4. Depois de chegar em casa com bolhas no pé, de tanto andar de empresa em empresa, é hora de enviar por e-mail o mesmo currículo que acabou de entregar impresso.




5. No terceiro mês, seu celular passa a ser um complemento do corpo. Qualquer ligação pode ser para uma entrevista, então não pode largá-lo, nem mesmo para ir ao banheiro ou tomar banho. Você tem o aplicativo de e-mail no smartphone e qualquer alerta sonoro de novo e-mail é motivo para correr e pegar o celular e, na maioria das vezes, é simplesmente uma atualização de Twitter, Facebook, ou mala-direta de alguma empresa. Muitas vezes, você recebe e-mail dos sites de emprego (sim, a essa altura, você já fez cadastro em todos possíveis) lembrando que você pode ativar a Conta Plus por apenas 19,90 mensais. Nesse momento você se pergunta: como pagar tantas contas plus nesses sites se estou desempregado, vou tirar dinheiro de onde?




6. Você repete quase a mesma pergunta quando assiste a um especialista na área dizer: “é muito importante combater o desemprego fazendo cursos de especialização na área para fortalecer o currículo” (Bom, se ele me emprestar a grana para pagar uma pós, eu faço).




7. Ao mesmo tempo, você precisa dar explicações para as tias curiosas, os amigos empregados e até para o vizinho sobre o porquê de possuir uma graduação e não estar trabalhando. “Já foi no Sine?” (Já!). “Tem um site chamado vagas.com, ja viu?” (Me inscrevi mês passado). “Você tem certeza que tentou todas as empresas possíveis?” (Tá duvidando do meu esforço?). “Se você ficar só em casa, o emprego vai bater na porta não, ta?” (Quem disse isso?).




8. Já há quase quatro meses desempregado, passando por entrevistas ou não, você resolve procurar emprego fora da área para fazer o tal curso de especialização que o especialista disse na TV. Já com uma experiência em distribuir currículo, faz uma adaptação nele (a milésima, afinal para cada cargo, você coloca um objetivo diferente) e sai distribuindo, tipo carteiro, em empresas variadas.
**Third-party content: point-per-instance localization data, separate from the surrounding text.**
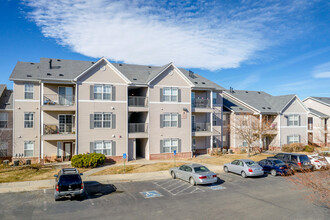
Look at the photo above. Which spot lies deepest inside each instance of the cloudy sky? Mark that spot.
(281, 47)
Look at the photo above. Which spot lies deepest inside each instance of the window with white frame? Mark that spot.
(3, 119)
(28, 91)
(102, 92)
(170, 120)
(3, 149)
(293, 120)
(293, 139)
(170, 145)
(28, 148)
(28, 119)
(170, 94)
(103, 147)
(102, 120)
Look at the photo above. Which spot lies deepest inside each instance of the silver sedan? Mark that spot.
(244, 167)
(194, 174)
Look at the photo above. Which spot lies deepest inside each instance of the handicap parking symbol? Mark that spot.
(217, 187)
(150, 194)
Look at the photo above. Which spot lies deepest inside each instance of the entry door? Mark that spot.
(65, 95)
(67, 150)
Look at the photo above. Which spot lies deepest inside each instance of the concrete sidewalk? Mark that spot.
(115, 178)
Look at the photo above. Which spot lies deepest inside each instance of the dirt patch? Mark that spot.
(137, 168)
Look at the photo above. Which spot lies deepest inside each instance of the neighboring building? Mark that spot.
(286, 117)
(318, 120)
(6, 123)
(67, 107)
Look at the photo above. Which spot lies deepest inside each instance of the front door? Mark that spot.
(67, 151)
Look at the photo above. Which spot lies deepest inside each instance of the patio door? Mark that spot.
(65, 123)
(65, 95)
(67, 151)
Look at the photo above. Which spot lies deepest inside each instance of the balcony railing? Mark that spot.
(201, 103)
(137, 127)
(137, 101)
(201, 127)
(61, 129)
(56, 99)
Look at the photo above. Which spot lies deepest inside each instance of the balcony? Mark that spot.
(138, 130)
(201, 105)
(56, 102)
(137, 103)
(55, 132)
(201, 129)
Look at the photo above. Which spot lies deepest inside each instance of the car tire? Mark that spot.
(273, 172)
(173, 175)
(192, 181)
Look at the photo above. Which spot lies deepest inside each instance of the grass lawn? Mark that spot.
(138, 168)
(29, 173)
(226, 158)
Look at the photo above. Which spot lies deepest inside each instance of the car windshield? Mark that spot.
(251, 163)
(201, 169)
(69, 179)
(279, 162)
(304, 158)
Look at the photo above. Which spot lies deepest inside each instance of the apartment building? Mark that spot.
(6, 123)
(285, 116)
(318, 120)
(68, 107)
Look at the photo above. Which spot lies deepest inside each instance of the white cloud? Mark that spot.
(202, 34)
(322, 71)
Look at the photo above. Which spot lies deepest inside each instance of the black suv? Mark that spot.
(68, 184)
(295, 161)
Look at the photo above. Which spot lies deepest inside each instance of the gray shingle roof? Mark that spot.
(319, 114)
(70, 69)
(322, 99)
(261, 101)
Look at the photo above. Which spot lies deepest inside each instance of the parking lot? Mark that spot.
(231, 197)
Mas não, você passou a vida fazendo estágios na própria área e não tem experiência suficiente para ser auxiliar de escritório, vendedor, recepcionista, promotor, ascensorista… e a todo momento repete para si mesmo: “Não, eu tenho uma graduação, não posso ser atendente de lanchonete nem balconista” (cargos que sempre têm vagas).
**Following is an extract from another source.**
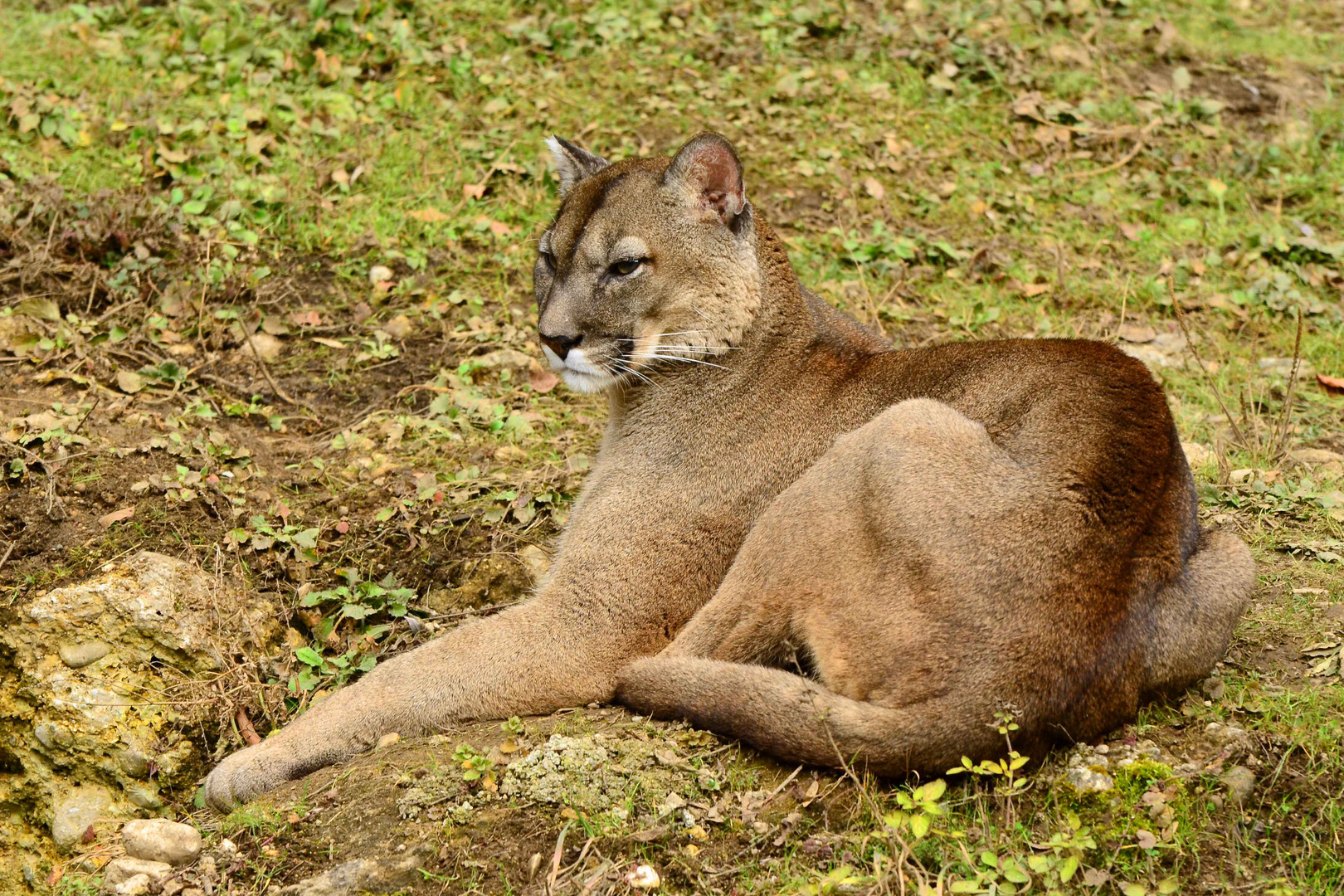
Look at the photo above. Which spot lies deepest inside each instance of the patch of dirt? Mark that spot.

9. Ai, alguém te dá a brilhante ideia de prestar concurso. Você vai lá, todo feliz e animado com o possível salário e bonificações, faz a inscrição (que sempre beira os 100 reais e você pega emprestado com alguém) e resolve estudar em casa. Ai, após pegar o gabarito, percebe que errou mais questões do que deveria e lembra que era melhor ter pago um cursinho (com que dinheiro mesmo?).
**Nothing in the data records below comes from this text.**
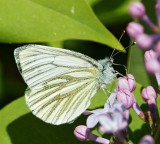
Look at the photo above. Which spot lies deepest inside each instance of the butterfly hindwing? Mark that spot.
(60, 82)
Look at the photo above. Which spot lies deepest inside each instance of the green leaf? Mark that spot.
(48, 21)
(136, 65)
(19, 126)
(111, 12)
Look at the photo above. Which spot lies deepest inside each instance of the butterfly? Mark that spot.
(60, 82)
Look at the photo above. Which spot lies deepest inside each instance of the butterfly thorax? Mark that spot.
(107, 73)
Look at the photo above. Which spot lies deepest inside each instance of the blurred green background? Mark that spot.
(91, 27)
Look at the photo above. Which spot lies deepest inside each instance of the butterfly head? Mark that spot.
(107, 73)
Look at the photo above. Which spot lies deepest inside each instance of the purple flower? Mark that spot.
(110, 107)
(152, 64)
(149, 95)
(127, 82)
(83, 133)
(147, 140)
(113, 122)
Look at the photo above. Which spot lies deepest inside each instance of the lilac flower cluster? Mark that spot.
(113, 118)
(150, 43)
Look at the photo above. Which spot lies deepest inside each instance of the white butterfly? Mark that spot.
(60, 82)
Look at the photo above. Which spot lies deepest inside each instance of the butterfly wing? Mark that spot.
(60, 82)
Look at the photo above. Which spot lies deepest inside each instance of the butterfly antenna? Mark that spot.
(132, 44)
(112, 54)
(107, 96)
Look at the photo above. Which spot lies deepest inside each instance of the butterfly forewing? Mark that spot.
(60, 82)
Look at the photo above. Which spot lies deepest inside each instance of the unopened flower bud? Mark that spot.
(134, 29)
(157, 48)
(137, 10)
(152, 65)
(82, 132)
(148, 93)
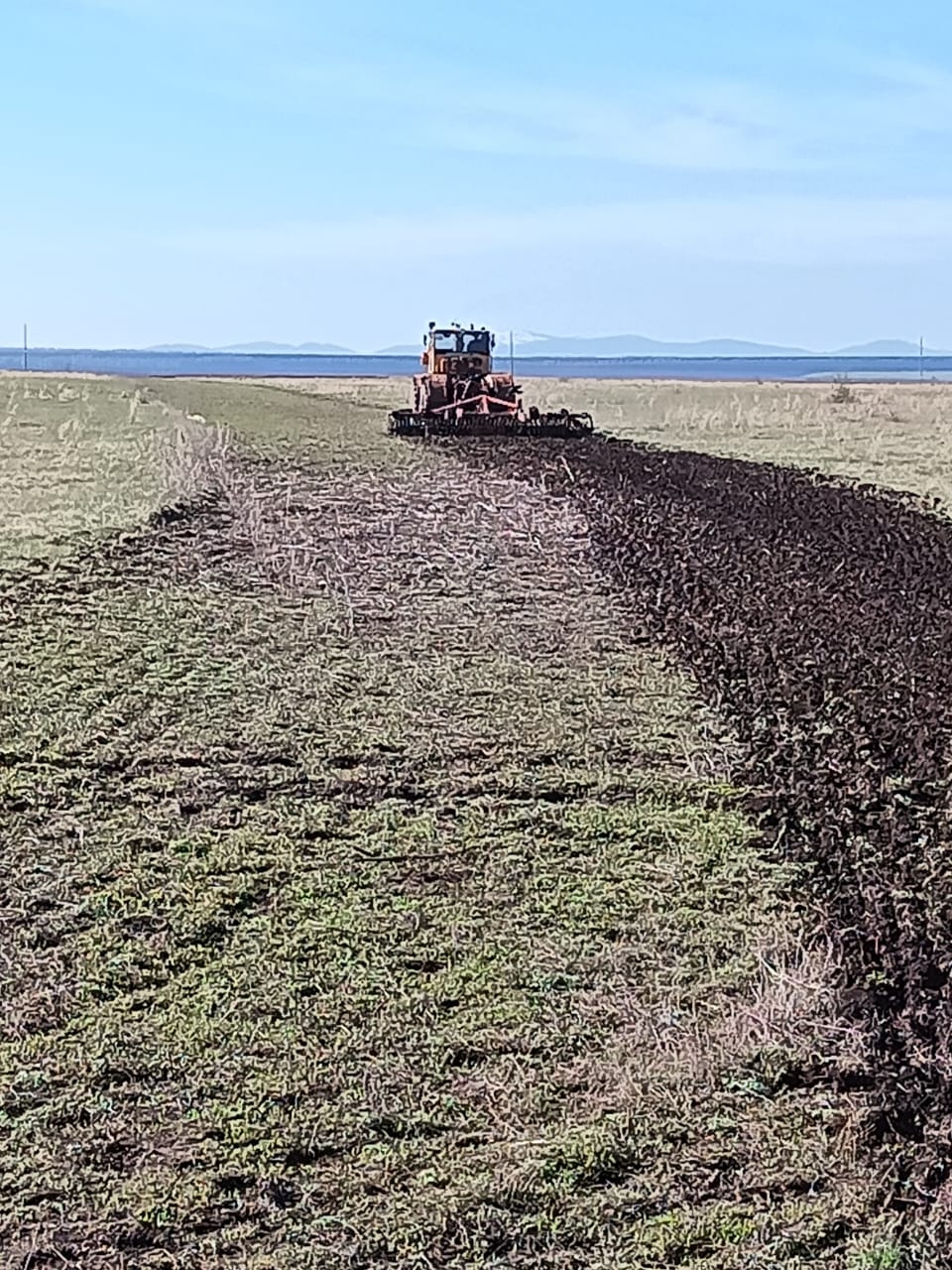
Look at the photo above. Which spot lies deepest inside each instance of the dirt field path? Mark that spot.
(819, 617)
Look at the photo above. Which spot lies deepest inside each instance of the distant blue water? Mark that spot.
(131, 362)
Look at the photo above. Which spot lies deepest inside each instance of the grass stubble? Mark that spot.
(376, 896)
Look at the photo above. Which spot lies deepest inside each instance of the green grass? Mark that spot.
(375, 899)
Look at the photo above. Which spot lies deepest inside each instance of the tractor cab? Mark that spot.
(456, 350)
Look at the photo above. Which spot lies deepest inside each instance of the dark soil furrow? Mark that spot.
(819, 616)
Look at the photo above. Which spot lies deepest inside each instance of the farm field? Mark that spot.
(380, 892)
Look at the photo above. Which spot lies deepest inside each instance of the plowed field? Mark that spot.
(453, 856)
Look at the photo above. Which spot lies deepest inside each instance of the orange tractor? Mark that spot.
(461, 395)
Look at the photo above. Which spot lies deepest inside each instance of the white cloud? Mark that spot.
(766, 230)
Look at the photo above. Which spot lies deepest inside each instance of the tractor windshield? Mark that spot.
(472, 341)
(476, 341)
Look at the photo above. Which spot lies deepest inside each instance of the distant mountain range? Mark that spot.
(531, 344)
(264, 347)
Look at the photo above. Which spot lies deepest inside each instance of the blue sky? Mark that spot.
(212, 172)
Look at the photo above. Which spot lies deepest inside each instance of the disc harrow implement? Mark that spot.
(561, 423)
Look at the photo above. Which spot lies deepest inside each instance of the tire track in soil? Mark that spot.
(817, 615)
10. No fim, você espera por um milagre enquanto faz freelas ou trabalhos manuais quando se tem alguma criatividade. E ninguém, absolutamente ninguém, te diz realmente o que fazer para conseguir emprego na sua área, afinal, se alguns de seus amigos estão trabalhando porque conseguiram uma indicação, os outros estão procurando emprego também.